Он снял ботинки и лег. Полежал так с минуту с закрытыми глазами и вдруг засмеялся и сел.
– Нет, не усну. Привычки нет. А вот я лежал и думал. С детства я мечтал о полете, раза два в юности даже билеты брал на круговые полеты над городом. Один раз еще в гимназии, другой – в университете. Оба раза не вышло. Первый раз инспектор увидел, отругал и за ручку к отцу привел, другой раз ливень пошел. В 26-м году уж совсем собрался лететь в Кенигсберг к кузине, так арестовали! И вот уж всякую надежду потерял – что ж, лагерь восемь лет, я – старик, и вдруг вызывают меня вчера и прямо на самолет. Лечу и думаю: ну, теперь мне и умирать не страшно – все уже видел. Как земля из-за туч выглядит, и то видел. А больше человеку, наверно, и видеть не положено. Прилип к стеклу, смотрю, а часовой рядом глядит и улыбается: смотри, дед, смотри. Он, конечно, уже знал, на что меня везет. Им ведь намекают об этом. Вы никогда не летали?
– Нет.
– Так вы обязательно, обязательно полетайте! Это ж такое впечатление! Когда над тучами летишь, кажется, что на другую планету попал – на Уран или Сатурн, и они все в снегу, во льдах, в айсбергах каких-то. Ничего живого не осталось, все там окоченело, одни глыбины мерзлой углекислоты. И вдруг мелькнуло чистое, ясное окошечко с разноцветными прозрачными стеклами: желтые, синие, зеленые! Это уж наша земля – города, поля, пустыни, леса. В них птицы поют, дети по грибы и ягоды ходят. До чего хорошо! Да! А история-то моя простая, очень простая – слушайте, я расскажу.
История и верно оказалась очень простой, но в то же время и совершенно необычайной.
Ранняя весна 1937 года была очень тяжелой и злой для зека того засушливого степного лагеря, где находился Каландарашвили. Злой по всем статьям. Сначала прокатилась волна совершенно непонятных увозов. Утром заходили в барак нарядчик с надзирателем. В руках у нарядчика была обычная фанерная дощечка (все списки в лагере пишут на фанере – она не мнется, не рвется, хорошо соскабливается стеклышком и поэтому всегда чистая и свежая). Нарядчик смотрел на нее и вызывал пять или шесть человек с вещами. Надзиратель их спешно обыскивал, выводил за ворота и передавал военному спецконвою. Тут их всех снова выкликали по фамилии – в руках старшего был формуляр, – считали, затем погружали (лицом назад) в грузовичок и увозили на станцию. Вот, собственно, и все. Этап как этап.
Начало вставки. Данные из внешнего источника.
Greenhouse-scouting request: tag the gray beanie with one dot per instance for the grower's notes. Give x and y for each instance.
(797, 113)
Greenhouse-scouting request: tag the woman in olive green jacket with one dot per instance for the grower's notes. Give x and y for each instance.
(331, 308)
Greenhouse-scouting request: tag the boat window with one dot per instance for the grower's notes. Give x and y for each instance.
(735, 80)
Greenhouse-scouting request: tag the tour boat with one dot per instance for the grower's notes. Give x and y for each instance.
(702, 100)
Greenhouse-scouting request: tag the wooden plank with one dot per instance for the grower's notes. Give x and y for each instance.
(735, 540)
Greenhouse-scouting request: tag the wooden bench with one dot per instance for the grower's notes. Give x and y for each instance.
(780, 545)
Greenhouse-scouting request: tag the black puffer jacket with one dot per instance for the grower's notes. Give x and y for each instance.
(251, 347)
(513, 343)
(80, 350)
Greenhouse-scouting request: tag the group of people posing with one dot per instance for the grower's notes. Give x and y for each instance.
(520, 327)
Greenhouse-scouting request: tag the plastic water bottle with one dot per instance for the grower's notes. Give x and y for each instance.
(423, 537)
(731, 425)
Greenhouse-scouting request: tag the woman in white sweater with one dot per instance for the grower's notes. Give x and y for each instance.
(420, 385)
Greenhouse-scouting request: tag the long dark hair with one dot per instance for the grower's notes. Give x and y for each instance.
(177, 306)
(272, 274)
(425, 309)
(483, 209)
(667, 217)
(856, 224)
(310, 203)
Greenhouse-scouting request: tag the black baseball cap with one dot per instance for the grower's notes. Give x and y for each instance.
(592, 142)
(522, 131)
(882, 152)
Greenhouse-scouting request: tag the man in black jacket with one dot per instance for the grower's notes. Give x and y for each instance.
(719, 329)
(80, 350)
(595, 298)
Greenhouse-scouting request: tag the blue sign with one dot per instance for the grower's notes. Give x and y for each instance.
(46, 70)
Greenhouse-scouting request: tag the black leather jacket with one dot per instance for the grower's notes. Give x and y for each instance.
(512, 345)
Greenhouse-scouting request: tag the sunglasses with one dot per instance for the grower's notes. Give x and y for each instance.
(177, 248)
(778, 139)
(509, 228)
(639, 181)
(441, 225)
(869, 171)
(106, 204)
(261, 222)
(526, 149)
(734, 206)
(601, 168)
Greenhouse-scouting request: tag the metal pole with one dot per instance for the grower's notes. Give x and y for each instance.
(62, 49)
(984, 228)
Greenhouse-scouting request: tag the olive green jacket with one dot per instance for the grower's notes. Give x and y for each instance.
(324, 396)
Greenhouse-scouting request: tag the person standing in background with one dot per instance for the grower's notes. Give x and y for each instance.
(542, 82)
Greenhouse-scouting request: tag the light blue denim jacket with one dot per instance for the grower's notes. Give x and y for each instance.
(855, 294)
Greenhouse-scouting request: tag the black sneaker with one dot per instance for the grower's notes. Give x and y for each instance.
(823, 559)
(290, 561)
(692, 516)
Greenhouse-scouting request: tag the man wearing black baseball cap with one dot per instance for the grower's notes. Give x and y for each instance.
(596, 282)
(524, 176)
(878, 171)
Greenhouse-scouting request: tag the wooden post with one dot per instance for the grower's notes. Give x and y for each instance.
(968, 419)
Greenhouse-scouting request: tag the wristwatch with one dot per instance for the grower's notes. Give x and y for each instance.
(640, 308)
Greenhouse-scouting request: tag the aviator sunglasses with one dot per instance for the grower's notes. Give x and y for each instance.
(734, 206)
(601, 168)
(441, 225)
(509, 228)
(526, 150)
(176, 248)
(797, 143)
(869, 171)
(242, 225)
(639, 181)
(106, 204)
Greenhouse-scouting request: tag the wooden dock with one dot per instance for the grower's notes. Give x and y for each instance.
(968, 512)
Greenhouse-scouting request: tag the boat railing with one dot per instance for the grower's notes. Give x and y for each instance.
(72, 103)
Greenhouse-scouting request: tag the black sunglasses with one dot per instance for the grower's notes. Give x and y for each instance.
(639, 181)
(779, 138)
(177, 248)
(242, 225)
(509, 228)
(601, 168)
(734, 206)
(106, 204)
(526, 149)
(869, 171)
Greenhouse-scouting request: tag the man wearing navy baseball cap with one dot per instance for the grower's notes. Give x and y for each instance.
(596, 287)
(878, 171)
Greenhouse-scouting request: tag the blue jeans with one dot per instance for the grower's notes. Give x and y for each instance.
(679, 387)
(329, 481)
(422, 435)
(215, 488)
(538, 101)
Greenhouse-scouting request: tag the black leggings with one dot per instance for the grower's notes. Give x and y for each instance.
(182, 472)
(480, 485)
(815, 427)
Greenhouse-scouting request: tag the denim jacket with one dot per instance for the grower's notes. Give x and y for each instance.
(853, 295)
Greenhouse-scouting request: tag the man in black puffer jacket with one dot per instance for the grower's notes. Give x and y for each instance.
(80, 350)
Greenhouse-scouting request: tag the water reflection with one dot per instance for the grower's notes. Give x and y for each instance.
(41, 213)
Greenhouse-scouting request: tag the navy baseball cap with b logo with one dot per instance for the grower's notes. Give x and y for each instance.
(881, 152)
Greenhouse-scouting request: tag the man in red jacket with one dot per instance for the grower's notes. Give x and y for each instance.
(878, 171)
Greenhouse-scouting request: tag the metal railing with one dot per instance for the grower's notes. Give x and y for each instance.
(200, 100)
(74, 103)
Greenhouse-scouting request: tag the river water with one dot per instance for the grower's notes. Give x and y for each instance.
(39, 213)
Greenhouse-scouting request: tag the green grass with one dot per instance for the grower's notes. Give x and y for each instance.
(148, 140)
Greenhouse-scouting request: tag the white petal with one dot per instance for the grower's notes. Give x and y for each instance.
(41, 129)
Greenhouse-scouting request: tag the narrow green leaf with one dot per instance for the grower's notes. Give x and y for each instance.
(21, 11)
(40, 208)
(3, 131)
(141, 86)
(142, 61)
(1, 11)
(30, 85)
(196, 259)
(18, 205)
Из одного барака вызвали пятерых, из другого тройку, из третьего десять человек. В основном брали работяг, но пару раз заходили и в инвалидные бараки. А один раз выкликнули оттуда такого дремучего параличного деда, что его пришлось тащить на носилках. Это сбило все догадки. Раньше говорили о новом лагере и спецработах, теперь стали толковать о переследствиях. Таких разговоров в лагере всегда хватает. Пишут в лагере все. Пишут генеральному прокурору, в Верхсуд, в ЦК партии – и в ответ получают одинаковые красиво отстуканные узкие бумажки: «Ваше заявление о пересмотре получено, проверено и отклонено ввиду отсутствия оснований». И внизу подпись – эдакая стремительная фиолетовая, зеленая или черная молния. Правда, все эти отказы тоже много не стоили – после них порой получали иногда и такое: «Ваше дело вытребовано для проверки». И опять молния. Только тогда уж что-то в слишком многие лагерные головы ударяли эти анилиновые молнии, но может быть, говорили еще, полоса такая нашла? Может, нарком новый назначен? Но в кабинете начальника над столом по-прежнему висела та же хрупкая хорьковая мордочка с острыми глазками.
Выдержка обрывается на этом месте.